Best known to many modern audiences as Sister Mary Lazarus in the Sister Act movies, cinema sleuths drawn to the darker side may be fonder of her quirky appearances on such shows as Kolchak: The Night Stalker and Alfred Hitchcock Presents, though.

The Baby Sitter, a first season AHP episode, actually found Wickes in familiar comic territory. As Blanche Armstaedter, the best friend of Thelma Ritter’s love lost Lottie Slocum, Wickes adds plenty of humorous appeal. In fact, as she offers up tempting ice cream treats to Lottie, Wickes often comes off as a monument to devilish frivolity. Her delight in the fact that her fondest companion may be a cold blooded murderess makes Wickes’ Blanche the story’s standout, with this one of a kind performer  stealing scenes from her co-star, the well seasoned, virtuosic Ritter. Mary W6

Toby, on the anthology show’s second season, provided a more somber character for Wickes to attach her skills to. Working with a bit of a Tennessee Williams’ vibe, this production concentrates on the arrival of a fragile old maid type to a rambling boarding house. As Edwina Freel, the land lady of the establishment, Wickes provides plenty of heart and weathered kindness here. She seems to know that the romance between this crumbling flower and a long term resident is doomed to failure and her scenes resonate with both wearied hardness and a bit of tender concern.

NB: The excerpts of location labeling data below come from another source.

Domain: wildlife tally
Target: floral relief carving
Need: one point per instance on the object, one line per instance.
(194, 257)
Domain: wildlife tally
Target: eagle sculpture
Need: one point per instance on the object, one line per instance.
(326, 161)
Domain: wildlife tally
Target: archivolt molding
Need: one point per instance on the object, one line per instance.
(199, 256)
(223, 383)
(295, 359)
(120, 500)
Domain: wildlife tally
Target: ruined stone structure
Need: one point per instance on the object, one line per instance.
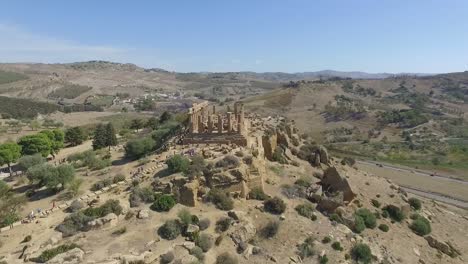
(206, 126)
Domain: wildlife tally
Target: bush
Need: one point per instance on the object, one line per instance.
(394, 212)
(323, 259)
(118, 178)
(185, 217)
(337, 246)
(228, 162)
(270, 230)
(204, 223)
(178, 163)
(275, 205)
(307, 210)
(163, 203)
(421, 226)
(361, 253)
(368, 217)
(205, 242)
(198, 253)
(220, 199)
(359, 224)
(51, 253)
(223, 224)
(306, 249)
(375, 203)
(384, 227)
(170, 230)
(257, 194)
(167, 257)
(326, 240)
(226, 258)
(415, 203)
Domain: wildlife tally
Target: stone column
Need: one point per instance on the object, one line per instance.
(229, 122)
(210, 124)
(201, 126)
(220, 123)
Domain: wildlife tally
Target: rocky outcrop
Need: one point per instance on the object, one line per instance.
(333, 182)
(444, 247)
(110, 220)
(74, 256)
(269, 142)
(188, 193)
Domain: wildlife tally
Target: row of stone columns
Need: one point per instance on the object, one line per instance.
(199, 116)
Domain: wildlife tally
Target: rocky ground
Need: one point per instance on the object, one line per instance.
(335, 190)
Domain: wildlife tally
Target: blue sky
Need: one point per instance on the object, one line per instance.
(243, 35)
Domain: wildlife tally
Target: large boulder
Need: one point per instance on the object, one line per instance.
(74, 256)
(333, 182)
(444, 247)
(330, 203)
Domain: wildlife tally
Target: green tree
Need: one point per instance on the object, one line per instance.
(10, 204)
(34, 125)
(165, 116)
(9, 152)
(178, 163)
(111, 138)
(99, 140)
(152, 123)
(57, 139)
(136, 124)
(33, 144)
(75, 136)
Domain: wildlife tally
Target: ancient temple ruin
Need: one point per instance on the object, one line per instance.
(206, 126)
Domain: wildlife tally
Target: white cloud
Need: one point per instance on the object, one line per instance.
(18, 45)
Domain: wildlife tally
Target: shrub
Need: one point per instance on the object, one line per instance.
(223, 224)
(394, 212)
(51, 253)
(359, 224)
(178, 163)
(415, 203)
(323, 259)
(257, 194)
(271, 229)
(368, 217)
(204, 223)
(198, 253)
(229, 162)
(163, 203)
(185, 217)
(337, 246)
(220, 199)
(170, 230)
(226, 258)
(275, 205)
(118, 178)
(205, 242)
(27, 239)
(167, 257)
(306, 209)
(361, 253)
(306, 248)
(375, 203)
(139, 195)
(421, 226)
(384, 227)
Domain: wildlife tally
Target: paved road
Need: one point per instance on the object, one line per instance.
(462, 203)
(415, 171)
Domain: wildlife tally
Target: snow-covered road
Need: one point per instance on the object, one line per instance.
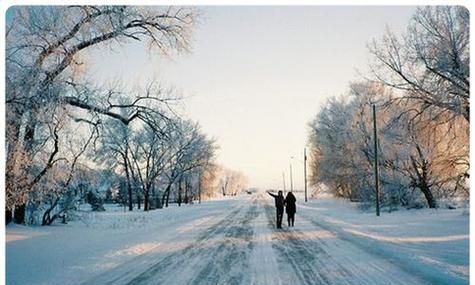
(243, 247)
(235, 242)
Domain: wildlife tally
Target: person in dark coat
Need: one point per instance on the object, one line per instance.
(290, 208)
(279, 206)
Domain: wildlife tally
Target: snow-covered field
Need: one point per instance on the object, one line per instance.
(234, 241)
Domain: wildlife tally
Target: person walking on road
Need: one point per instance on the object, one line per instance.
(279, 205)
(290, 208)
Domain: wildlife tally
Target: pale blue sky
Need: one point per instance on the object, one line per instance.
(257, 75)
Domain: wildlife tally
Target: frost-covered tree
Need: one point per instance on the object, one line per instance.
(44, 46)
(430, 63)
(427, 155)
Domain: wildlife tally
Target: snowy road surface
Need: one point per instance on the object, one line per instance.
(236, 243)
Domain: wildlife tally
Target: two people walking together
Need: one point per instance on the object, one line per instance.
(289, 203)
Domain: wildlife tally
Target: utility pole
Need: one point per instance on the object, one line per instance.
(291, 182)
(199, 189)
(283, 178)
(376, 176)
(305, 171)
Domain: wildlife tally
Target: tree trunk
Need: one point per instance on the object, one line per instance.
(423, 181)
(179, 193)
(129, 185)
(187, 186)
(166, 195)
(8, 216)
(146, 201)
(19, 214)
(428, 195)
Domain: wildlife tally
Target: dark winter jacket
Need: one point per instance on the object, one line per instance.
(289, 201)
(279, 200)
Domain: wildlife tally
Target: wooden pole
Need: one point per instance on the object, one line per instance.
(305, 171)
(376, 175)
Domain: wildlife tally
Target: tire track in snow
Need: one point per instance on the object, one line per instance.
(220, 249)
(311, 254)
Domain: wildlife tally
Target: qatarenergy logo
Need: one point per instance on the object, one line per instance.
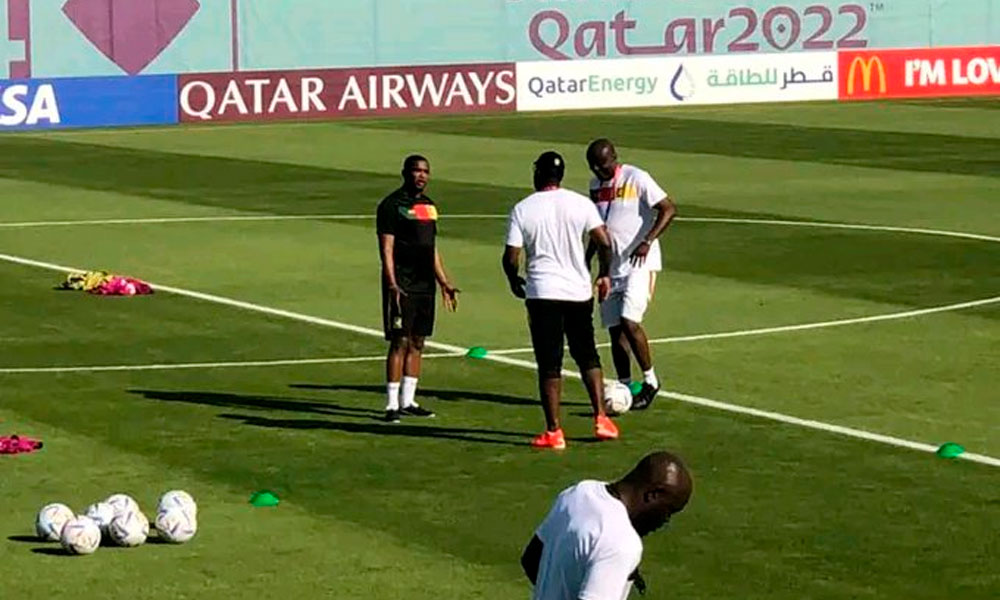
(542, 87)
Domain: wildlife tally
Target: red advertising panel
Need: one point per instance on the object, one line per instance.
(919, 72)
(332, 93)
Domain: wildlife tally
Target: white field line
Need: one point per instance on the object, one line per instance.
(344, 217)
(214, 219)
(449, 348)
(206, 365)
(787, 328)
(828, 225)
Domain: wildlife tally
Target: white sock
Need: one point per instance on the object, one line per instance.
(409, 392)
(650, 377)
(392, 391)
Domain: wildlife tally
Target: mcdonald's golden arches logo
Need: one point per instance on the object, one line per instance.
(867, 71)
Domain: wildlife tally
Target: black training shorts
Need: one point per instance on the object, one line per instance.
(552, 320)
(412, 317)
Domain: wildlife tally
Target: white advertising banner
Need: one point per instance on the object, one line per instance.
(756, 78)
(673, 81)
(562, 85)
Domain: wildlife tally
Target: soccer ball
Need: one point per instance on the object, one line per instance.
(176, 525)
(122, 503)
(178, 499)
(129, 529)
(617, 398)
(101, 513)
(80, 535)
(50, 521)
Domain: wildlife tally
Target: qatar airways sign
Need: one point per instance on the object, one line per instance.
(331, 93)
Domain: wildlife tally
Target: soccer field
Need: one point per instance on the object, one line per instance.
(835, 267)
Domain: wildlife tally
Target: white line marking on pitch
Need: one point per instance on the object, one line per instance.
(802, 327)
(449, 348)
(335, 217)
(214, 219)
(206, 365)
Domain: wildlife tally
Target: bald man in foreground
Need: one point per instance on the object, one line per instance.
(589, 546)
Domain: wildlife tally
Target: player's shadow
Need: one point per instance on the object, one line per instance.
(445, 395)
(387, 429)
(311, 407)
(227, 400)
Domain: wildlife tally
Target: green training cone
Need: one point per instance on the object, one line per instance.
(476, 352)
(264, 498)
(950, 450)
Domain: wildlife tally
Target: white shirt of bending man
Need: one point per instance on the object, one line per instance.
(590, 547)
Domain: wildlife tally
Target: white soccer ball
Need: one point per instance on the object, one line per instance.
(122, 504)
(178, 499)
(176, 525)
(129, 529)
(617, 398)
(80, 535)
(50, 521)
(101, 513)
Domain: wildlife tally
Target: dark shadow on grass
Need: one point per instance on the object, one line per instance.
(51, 551)
(227, 400)
(386, 429)
(879, 149)
(157, 540)
(446, 395)
(248, 185)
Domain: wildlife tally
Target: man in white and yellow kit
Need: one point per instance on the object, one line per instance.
(636, 211)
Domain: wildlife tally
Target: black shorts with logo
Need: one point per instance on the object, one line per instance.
(552, 320)
(413, 316)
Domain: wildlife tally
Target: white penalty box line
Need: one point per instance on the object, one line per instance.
(452, 349)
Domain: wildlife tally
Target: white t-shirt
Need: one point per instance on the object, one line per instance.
(550, 226)
(626, 205)
(589, 547)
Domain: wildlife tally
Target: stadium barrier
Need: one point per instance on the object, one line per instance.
(497, 87)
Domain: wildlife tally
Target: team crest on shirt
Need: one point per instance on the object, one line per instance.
(420, 212)
(626, 192)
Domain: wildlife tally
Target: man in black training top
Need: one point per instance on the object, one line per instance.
(411, 270)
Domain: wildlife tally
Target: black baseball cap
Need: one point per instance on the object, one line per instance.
(551, 164)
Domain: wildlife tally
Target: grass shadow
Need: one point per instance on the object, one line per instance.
(386, 429)
(51, 551)
(273, 403)
(902, 151)
(445, 395)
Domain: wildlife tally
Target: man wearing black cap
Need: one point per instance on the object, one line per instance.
(411, 269)
(550, 226)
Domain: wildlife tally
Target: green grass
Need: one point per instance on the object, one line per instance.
(443, 508)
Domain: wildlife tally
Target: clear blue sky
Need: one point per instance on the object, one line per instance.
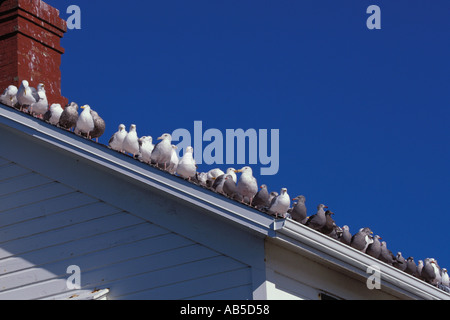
(363, 114)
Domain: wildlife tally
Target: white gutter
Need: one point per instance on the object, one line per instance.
(331, 251)
(290, 232)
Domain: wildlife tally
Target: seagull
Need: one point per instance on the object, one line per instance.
(218, 183)
(318, 220)
(445, 278)
(400, 262)
(329, 226)
(40, 107)
(99, 126)
(411, 267)
(202, 178)
(386, 255)
(53, 115)
(362, 239)
(232, 173)
(9, 96)
(298, 211)
(26, 95)
(346, 236)
(146, 147)
(162, 153)
(85, 122)
(419, 269)
(187, 167)
(212, 175)
(229, 187)
(374, 249)
(69, 117)
(272, 195)
(247, 185)
(131, 142)
(220, 180)
(116, 140)
(174, 160)
(261, 199)
(427, 272)
(280, 205)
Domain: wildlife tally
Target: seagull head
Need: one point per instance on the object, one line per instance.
(165, 136)
(299, 199)
(247, 170)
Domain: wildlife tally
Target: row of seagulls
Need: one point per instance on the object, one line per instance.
(164, 156)
(9, 96)
(34, 101)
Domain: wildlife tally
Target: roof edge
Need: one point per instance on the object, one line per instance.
(308, 240)
(137, 171)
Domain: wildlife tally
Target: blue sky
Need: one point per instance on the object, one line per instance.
(363, 114)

Nicely, her tart edge is in full effect again with They Have Been, They Are, They Will Be offering on The Night Stalker. As Dr. Bess Winestock, a zoologist that Darren McGavin’s always curious Kolshak interacts with, Wickes delivers her lines with a tangy twist, often providing laugh out loud results. This particular venture is more science fiction in nature than some of this iconic show’s more horrific offerings. But Wickes does get to reveal the truly chilling fact that the bone marrow of the animals in her character’s care has been devoured then rejected by the hungry aliens that dominate this output’s proceedings here.

Mary W1Exposed as an often rigid and uncompromising force in Steve Taravella’s well researched biography I Know I’ve Seen That Face Before, these three varied appearances (among so many others) prove that Wickes will forever be one of the world’s premium actresses of any (and every) variety.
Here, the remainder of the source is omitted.